Grossi has come kicking and punching into 2013 with this salumi bar – a modern proposition that encapsulates everything great about Melbourne dining right now. In place of tapestries and linen, you’ll
find polished concrete floors, and bareback tables designed for building makeshift meals of pickles and meats.
They won’t prime your wine glass with a few sacrificial drops from the bottle like they do at Florentino either. Drinking here is an exercise in embracing all things quaffable. Perhaps sitting street-side with a
pitcher of craft beer or cooling your hands on dewy glasses of Lambrusco (a sparkling Italian red wine whose reputation they’re trying their damnedest to revive). It's about $60, not $600 bottles of
wine. Hell, you can even get the house pinot-nebbiolo by the 1.5 litre flagon. Either way, the hangover potential is huge.
They’re a friendly bunch here, dressed down in tees and offering the kind of amiable service that leaves you poor, drunk and smug about it. Ditch the menu and let them take you on a snack safari. Perhaps you’ll
start with a bowl of fat, mild friggitelli peppers fried in olive oil and sea salt – similar to green padron peppers without the risk of a rogue burner – and some lamb ribs. They’re slow cooked then crisped so
you get caramelised crunch and soft meat with just a lick of heat from a sweet chilli side dipper. Or then there’s the sardines – just lighty pickled and salted so they’re all firm-fleshed, bright-skinned and
slightly briny rather than rankly fishy. Go Dutch and drop ‘em in your maw whole.

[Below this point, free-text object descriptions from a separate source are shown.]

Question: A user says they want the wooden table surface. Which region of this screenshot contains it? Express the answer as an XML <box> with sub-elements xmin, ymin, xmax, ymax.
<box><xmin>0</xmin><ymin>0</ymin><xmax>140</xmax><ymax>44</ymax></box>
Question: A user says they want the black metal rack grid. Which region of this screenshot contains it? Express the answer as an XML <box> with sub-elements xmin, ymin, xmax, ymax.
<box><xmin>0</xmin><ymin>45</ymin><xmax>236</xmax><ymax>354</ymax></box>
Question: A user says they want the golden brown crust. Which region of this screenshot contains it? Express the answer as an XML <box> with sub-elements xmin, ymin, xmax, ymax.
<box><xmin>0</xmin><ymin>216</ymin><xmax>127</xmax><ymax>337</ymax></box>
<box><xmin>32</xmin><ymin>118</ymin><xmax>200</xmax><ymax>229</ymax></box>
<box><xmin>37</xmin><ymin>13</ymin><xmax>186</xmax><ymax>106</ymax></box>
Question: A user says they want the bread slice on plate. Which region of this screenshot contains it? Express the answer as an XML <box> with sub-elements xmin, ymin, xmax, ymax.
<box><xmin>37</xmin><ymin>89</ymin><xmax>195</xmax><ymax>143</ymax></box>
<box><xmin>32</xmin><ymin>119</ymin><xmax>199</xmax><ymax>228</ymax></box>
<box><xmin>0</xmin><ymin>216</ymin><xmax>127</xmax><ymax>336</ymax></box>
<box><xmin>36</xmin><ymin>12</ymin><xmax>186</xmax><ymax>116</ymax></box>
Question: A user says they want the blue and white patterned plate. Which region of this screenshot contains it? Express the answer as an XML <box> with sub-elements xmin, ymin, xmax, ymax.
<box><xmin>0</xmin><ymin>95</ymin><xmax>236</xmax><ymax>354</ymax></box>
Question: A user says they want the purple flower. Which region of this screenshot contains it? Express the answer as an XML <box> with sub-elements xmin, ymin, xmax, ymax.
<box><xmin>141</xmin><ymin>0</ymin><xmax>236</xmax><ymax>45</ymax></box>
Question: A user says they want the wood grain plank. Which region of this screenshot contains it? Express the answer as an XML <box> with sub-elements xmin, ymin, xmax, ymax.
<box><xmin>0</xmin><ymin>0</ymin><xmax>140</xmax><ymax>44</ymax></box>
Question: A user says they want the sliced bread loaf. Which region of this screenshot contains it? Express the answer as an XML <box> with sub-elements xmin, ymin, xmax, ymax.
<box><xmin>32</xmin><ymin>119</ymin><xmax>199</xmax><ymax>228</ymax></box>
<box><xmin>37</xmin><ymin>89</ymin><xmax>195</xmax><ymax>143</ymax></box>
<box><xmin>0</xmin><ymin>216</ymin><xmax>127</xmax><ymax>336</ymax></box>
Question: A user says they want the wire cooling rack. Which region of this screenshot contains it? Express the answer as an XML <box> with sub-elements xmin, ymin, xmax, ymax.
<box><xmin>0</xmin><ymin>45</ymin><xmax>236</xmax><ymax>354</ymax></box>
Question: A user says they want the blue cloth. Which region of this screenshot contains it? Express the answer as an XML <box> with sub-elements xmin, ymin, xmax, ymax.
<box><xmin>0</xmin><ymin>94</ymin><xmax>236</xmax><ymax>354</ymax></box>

Really though, you’re here for the salumi. Grossi’s Berkshire pigs have been transformed in the kitchen into rose-pink pinches of salty, air-dried capocollo (made from the neck), and fat-freckled slices of spicy salami nobile. Stick ‘em on a pizza – they serve crisp-based canvases topped with nothing but a little oil and mild, stretchy fior di latte cheese or a tangy slap of tomato sauce for just that purpose.
We’re more impressed with the fact that they’re making their mortadella than with the spongy and slightly grainy meat itself. Our nose-to-tail points go to the intercostal slider. The sinuous muscles from between the ribs are braised to a sticky debris and slipped into a soft little buttermilk bun with a crozzle of fried onions and ‘slaw evening out the crunch-smoosh balance .
Throw a tumble of bitter salad leaves into the mix and bring it home with tart raspberry sorbet – or you could just wander up to the incredible Gelateria Primavera on Spring Street for a scoop of roasted hazelnut gelati.
Ombra is a gallop in the right direction for the Grossi group – it’s casual and fun with sharp service preserved. Grab a bunch of pals and head in for a sit, sip, snack and chat, with just the gentle thunk of the glossy red meat-slicer to keep an easy tempo.